Shared morphological consequences of global warming in North American migratory birds.

Increasing temperatures associated with climate change are predicted to cause reductions in body size, a key determinant of animal physiology and ecology. Using a four-decade specimen series of 70 716 individuals of 52 North American migratory bird species, we demonstrate that increasing annual summer temperature over the 40-year period predicts consistent reductions in body size across these diverse taxa. Concurrently, wing length - an index of body shape that impacts numerous aspects of avian ecology and behaviour - has consistently increased across species. Our findings suggest that warming-induced body size reduction is a general response to climate change, and reveal a similarly consistent and unexpected shift in body shape. We hypothesise that increasing wing length represents a compensatory adaptation to maintain migration as reductions in body size have increased the metabolic cost of flight. An improved understanding of warming-induced morphological changes is important for predicting biotic responses to global change.

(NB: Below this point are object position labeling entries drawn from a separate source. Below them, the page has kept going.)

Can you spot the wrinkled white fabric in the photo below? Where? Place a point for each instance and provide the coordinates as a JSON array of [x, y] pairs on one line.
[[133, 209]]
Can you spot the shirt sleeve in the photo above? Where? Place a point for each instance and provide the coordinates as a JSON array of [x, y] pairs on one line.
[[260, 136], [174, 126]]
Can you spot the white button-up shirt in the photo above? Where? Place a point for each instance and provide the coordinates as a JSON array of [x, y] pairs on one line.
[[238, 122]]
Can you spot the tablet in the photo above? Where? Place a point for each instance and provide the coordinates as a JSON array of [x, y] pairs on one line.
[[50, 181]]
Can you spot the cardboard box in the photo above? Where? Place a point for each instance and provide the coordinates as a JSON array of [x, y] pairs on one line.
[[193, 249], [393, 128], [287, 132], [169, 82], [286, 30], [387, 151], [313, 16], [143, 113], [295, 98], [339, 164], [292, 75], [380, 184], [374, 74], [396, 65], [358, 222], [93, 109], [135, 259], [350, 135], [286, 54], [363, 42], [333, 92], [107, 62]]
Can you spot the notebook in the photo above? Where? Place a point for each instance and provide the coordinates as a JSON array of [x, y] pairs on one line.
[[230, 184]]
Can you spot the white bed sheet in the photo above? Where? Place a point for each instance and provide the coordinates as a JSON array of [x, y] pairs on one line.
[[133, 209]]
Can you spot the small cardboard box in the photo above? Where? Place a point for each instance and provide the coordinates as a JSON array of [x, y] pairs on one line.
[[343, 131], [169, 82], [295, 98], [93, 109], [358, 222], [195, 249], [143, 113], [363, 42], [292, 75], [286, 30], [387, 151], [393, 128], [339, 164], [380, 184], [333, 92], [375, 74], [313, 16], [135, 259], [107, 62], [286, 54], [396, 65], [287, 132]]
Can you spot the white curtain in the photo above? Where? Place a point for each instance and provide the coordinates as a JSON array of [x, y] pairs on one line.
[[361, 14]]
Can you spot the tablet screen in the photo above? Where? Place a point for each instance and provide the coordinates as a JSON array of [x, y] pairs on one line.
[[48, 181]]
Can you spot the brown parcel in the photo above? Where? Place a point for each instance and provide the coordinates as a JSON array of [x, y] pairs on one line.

Nocturnal flight-calling behaviour predicts vulnerability to artificial light in migratory birds.

Understanding interactions between biota and the built environment is increasingly important as human modification of the landscape expands in extent and intensity. For migratory birds, collisions with lighted structures are a major cause of mortality, but the mechanisms behind these collisions are poorly understood. Using 40 years of collision records of passerine birds, we investigated the importance of species' behavioural ecologies in predicting rates of building collisions during nocturnal migration through Chicago, IL and Cleveland, OH, USA. We found that the use of nocturnal flight calls is an important predictor of collision risk in nocturnally migrating passerine birds. Species that produce flight calls during nocturnal migration tended to collide with buildings more than expected given their local abundance, whereas those that do not use such communication collided much less frequently. Our results suggest that a stronger attraction response to artificial light at night in species that produce flight calls may mediate these differences in collision rates. Nocturnal flight calls probably evolved to facilitate collective decision-making during navigation, but this same social behaviour may now exacerbate vulnerability to a widespread anthropogenic disturbance. Our results also suggest that social behaviour during migration may reflect poorly understood differences in navigational mechanisms across lineages of birds.